A young Tibetan man who set himself alight in June as part of a wave of self-immolations in protest at Chinese rule in Tibet has died from his injuries, an India-based rights group said Thursday. Ngawang Norphel, 21, had set himself on fire along with another Tibetan youth, Tenzin Kaldrup, who died at the protest in Chendou county in the western province of Qinghai on June 20. The Tibetan Centre for Human Rights and Democracy (TCHRD) said Ngawang Norphel died on Wednesday in a hospital in the Amdo Ngaba region (Aba). His uncle Tenzin Phegyel was quoted by TCHRD as saying the victim's family was being threatened and investigated by the Chinese authorities in Tibet. "Norphel's whole family in Nyelam region in Shigatse got investigated and threatened by the Chinese officials," he was quoted as saying.
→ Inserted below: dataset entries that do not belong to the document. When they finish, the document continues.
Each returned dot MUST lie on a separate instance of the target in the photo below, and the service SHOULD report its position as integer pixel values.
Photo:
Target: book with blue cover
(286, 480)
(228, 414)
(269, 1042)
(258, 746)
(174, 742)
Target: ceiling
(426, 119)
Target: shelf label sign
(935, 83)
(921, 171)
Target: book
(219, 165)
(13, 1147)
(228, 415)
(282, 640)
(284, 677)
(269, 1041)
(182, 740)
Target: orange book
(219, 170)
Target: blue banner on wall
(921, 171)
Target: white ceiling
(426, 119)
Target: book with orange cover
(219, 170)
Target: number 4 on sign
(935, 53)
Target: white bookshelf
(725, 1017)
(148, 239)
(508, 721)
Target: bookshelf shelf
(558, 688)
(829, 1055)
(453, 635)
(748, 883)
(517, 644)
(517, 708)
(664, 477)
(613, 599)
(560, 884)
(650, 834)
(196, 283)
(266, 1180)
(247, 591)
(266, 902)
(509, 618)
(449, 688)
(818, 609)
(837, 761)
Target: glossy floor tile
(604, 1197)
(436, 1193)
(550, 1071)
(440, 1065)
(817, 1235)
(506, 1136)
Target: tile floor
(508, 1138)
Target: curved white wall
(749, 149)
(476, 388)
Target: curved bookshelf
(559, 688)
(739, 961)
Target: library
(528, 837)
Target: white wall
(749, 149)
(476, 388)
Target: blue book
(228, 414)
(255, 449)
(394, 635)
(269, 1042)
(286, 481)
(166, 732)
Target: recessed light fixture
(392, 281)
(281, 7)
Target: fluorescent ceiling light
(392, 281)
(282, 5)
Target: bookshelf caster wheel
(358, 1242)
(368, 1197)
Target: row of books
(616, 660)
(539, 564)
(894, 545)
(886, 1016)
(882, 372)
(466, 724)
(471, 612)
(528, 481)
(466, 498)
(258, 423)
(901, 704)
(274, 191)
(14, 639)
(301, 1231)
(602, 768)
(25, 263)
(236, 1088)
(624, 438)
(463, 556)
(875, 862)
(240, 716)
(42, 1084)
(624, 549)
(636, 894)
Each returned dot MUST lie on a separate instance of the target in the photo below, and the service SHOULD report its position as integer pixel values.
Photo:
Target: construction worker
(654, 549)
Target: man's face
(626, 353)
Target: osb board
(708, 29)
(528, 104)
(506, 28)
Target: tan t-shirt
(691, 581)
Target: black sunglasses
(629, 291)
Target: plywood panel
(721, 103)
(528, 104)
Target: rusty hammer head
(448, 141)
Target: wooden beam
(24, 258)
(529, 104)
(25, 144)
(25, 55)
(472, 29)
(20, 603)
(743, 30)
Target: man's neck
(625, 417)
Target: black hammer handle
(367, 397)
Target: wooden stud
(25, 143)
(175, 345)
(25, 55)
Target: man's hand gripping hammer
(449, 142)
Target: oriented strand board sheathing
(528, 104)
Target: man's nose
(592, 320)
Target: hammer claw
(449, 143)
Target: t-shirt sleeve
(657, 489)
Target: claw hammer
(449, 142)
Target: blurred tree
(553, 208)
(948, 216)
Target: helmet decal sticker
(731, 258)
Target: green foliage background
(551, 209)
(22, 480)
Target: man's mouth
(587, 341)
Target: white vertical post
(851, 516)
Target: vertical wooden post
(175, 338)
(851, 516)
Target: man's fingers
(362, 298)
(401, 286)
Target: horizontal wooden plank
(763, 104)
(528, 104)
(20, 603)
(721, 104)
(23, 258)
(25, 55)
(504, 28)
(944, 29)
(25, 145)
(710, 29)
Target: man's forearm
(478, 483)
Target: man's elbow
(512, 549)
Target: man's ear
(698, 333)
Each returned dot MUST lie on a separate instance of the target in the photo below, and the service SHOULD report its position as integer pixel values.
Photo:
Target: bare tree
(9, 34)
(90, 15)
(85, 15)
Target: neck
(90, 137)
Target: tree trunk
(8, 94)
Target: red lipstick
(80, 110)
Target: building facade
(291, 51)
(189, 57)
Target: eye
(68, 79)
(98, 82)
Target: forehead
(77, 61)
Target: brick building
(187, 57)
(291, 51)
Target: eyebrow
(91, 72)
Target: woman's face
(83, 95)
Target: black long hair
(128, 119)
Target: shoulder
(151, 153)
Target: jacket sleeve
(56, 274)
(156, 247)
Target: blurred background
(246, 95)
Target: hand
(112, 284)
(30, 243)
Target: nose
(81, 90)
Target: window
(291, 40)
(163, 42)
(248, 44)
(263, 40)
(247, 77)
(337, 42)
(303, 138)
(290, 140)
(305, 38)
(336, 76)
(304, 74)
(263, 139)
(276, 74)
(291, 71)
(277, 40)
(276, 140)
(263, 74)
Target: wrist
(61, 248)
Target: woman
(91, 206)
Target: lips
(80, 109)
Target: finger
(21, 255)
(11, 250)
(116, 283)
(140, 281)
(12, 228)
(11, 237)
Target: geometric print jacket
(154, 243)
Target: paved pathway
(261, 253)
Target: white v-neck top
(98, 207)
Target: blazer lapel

Since March last year, at least 40 people have set themselves on fire in Tibetan-inhabited areas of China in protest at repressive government policies, according to activists. Tibetans have long chafed under China's rule over the vast Tibetan plateau, saying that Beijing has curbed religious freedoms and their culture is being eroded by an influx of Han Chinese, the country's main ethnic group. Beijing, however, says that Tibetans enjoy religious freedom and have benefited from improved living standards brought on by China's economic expansion.